30 marzo – 4a Quaresima

2 Cr 36,14-16.19-23 / Ef 2,4-10 / Gv 3,14-21

Chi crede nel Figlio ha la vita

(Gv 3,16)

 

Eccoci arrivati a metà del tempo quaresimale, alla domenica chiamata della gioia. È un invito a riflettere per fare il punto del nostro impegno e ravvivare il nostro cammino verso la Pasqua.

La liturgia ci fa il grande annuncio: Dio ci vuole salvi, perché ci ama.

Nel colloquio con Nicodemo Gesù ci rivela anche il genere di morte con il quale stava per dimostrarci l’amore: “Bisogna che sia innalzato il Figlio dell’uomo”.

Ecco la strada da percorrere nella vita e in modo particolare in questa seconda parte della quaresima: guardare a Lui innalzato in croce, con la fiducia con la quale gli ebrei nel deserto, morsi dai serpenti velenosi, guardavano al serpente di bronzo innalzato in mezzo all’accampamento. Che significa: credere nel suo amore, lasciarci attirare dall’amore. “Quando sarò innalzato attirerò tutti a me”, aveva predetto Gesù.

Perché allora non trovare nei prossimi giorni un po’ di tempo per contemplare questo amore, per fare il confronto con il nostro poco amore, per trovare un sacerdote che a nome di Gesù ci riconcili con Dio?  Perché non fare anche noi qualche gesto d’amore verso chi è solo o bisognoso, per fare un gesto di perdono verso i fratelli?

 

Non ero in grado di ammettere d’essere malato d’alcolismo. D’altra parte sentivo vergogna di non riuscire a resistere all’alcol, ma respingevo ogni tentativo degli altri ad aiutarmi. In questo disagio crescente ho implorato Dio di concedermi una grazia.

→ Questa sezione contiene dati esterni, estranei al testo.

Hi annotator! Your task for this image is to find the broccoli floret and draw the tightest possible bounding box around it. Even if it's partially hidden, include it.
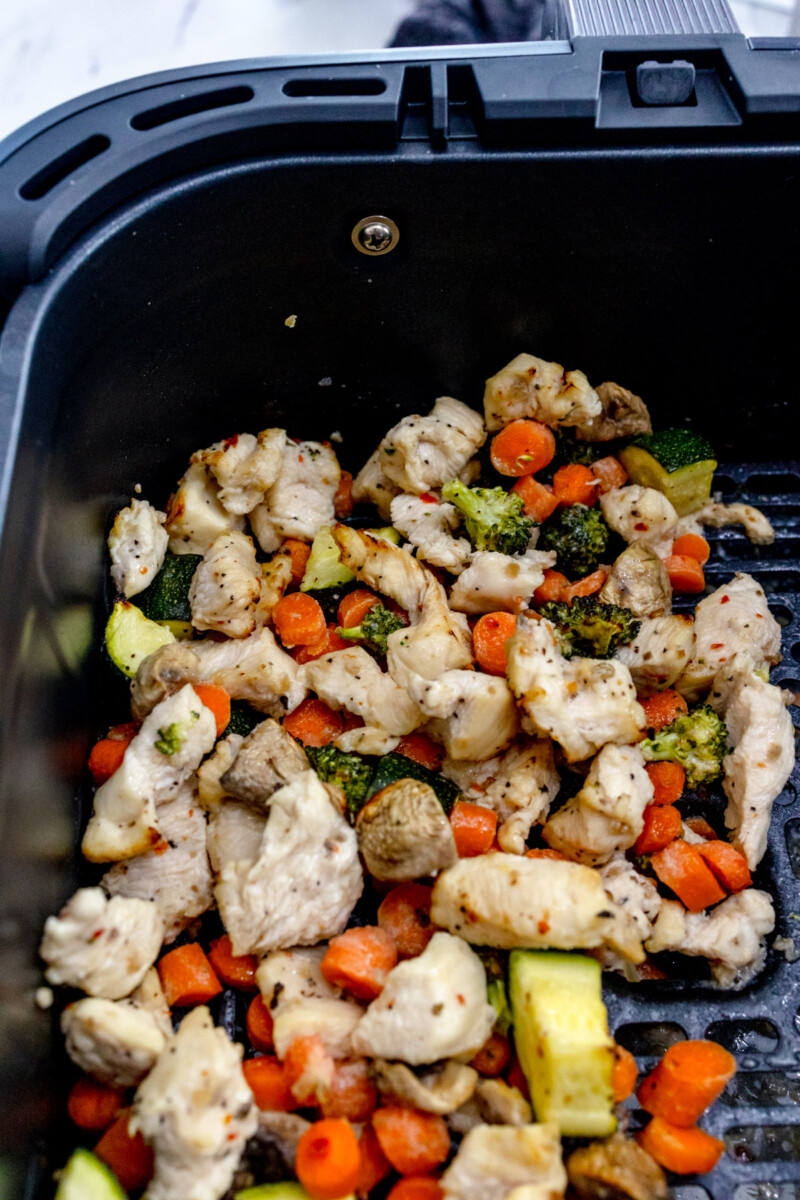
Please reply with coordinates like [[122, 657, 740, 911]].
[[639, 704, 728, 787], [306, 746, 374, 818], [441, 479, 536, 554], [536, 504, 610, 578], [336, 604, 408, 654], [539, 596, 642, 659]]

Dopo una mattinata in un magazzino di mobili, ho iniziato un colloquio personale, aperto, profondo con un amico. Non era una semplice chiacchierata, ma uno scambio essenziale, esigente, con momenti durissimi, ma salutari: l’amico mi ha offerto qualsiasi appoggio, purché io mi decidessi ad uscire dalla mia malattia.

Questo portare alla luce del sole la mia situazione e l’ammettere da parte mia la debolezza, mi ha come liberato.

Mi sentivo sì sprofondare nel nulla, ma allo stesso tempo sicuro dell’amore di Dio, a cui m’ero affidato, e dell’amore del mio amico. E ho avvertito la forza di avviarmi a una cura da cavallo sul piano medico, psichico e spirituale: una via esigente e dura.

Pian piano è scomparso il mio senso d’isolamento. Ho sperimentato il perdono e ho cominciato a perdonare anch’io. Ho conquistato la sincerità e anche la giusta umiltà, conoscendo i miei pregi e difetti. A un certo punto ho lasciato perdere tutte le mie mete ed i miei piani, abbandonandomi ai piani di Dio e scegliendo come mai prima Gesù Crocifisso come “mio unico bene”.

Mi è sembrato il biglietto d’ingresso in una vita nuova. Ora vivo con una gioia tutta speciale, come una persona rinata. Nonostante che al lavoro l’alcol sia sempre a portata di mano, è passato già un anno e mezzo senza ricadute. I medici si meravigliano e lo considerano un miracolo. Io vi vedo la grazia ricevuta.